Correspondence, minutes (1860-1978), bulletins (1953-1986), newsletters (1958-1973), subject files, and related printed matter documenting a local Quaker society organized in 1863. The administrative records of the Society also include substantial documentation of the Meeting's involvement in such allied or affiliated organizations as the American Friends Service Committee, the Iowa Yearly Friends Meeting, the Minnesota Council of Churches, the Greater Minneapolis Council of Churches, the Minnesota Council on Religion and Race, and the United Church Committee on Indian Work. The collection also contains extensive documentation on such social and religious topics as the military draft, conscientious objection, the Vietnam War, alcoholism and temperance, racial discrimination and relations with minority groups, and community and human development.

Individuals

Richard Junius and Abby S. Mendenhall, 1828-1906. Papers, 1853-1861.
A diary (1856-1861) kept by Mendenhall, a Minneapolis (Minn.) banker, and his wife Abby, containing information on social life in Minnesota, land speculation and surveying, freed blacks in Minnesota, Quakers in Minnesota (1858-1860), the state fair at Fort Snelling (1860), early Minneapolis, Forest City, and St.
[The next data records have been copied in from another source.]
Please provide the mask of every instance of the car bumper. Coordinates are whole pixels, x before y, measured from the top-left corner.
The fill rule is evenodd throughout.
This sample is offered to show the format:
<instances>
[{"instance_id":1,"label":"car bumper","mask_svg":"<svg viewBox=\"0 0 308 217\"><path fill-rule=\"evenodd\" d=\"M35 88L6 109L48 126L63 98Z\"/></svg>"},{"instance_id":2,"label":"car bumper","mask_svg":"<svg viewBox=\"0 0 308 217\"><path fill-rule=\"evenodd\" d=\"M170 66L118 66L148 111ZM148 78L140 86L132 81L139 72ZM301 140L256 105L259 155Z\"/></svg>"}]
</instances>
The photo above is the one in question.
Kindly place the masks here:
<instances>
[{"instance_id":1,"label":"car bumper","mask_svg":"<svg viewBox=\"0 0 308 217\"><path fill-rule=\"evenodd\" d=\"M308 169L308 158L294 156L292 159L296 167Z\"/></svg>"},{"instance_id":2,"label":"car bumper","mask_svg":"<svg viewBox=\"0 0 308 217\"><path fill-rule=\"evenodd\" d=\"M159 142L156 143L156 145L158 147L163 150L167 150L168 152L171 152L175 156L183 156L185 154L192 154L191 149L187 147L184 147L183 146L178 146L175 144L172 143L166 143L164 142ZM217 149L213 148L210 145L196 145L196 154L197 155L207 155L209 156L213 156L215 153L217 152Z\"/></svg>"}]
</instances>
Cloud. Included also are three documents (1853) giving the Mendenhall family servants their freedom.

Mulford Quickert Sibley. Papers, 1924-1998.
Biographical materials (1924-1994), correspondence (1934-1989), literary works and manuscripts (1932-1986), and teaching materials (1934-1986) related to Mulford Quickert Sibley, an avowed Quaker and socialist who taught political science and American studies at the University of Minnesota. The bulk of the papers focus on Sibley's academic career, his defense of intellectual freedom, and his extensive writings on political philosophy, particularly on the subjects of classical and modern political theory, conscientious objection, pacifism, utopianism, and parapsychology.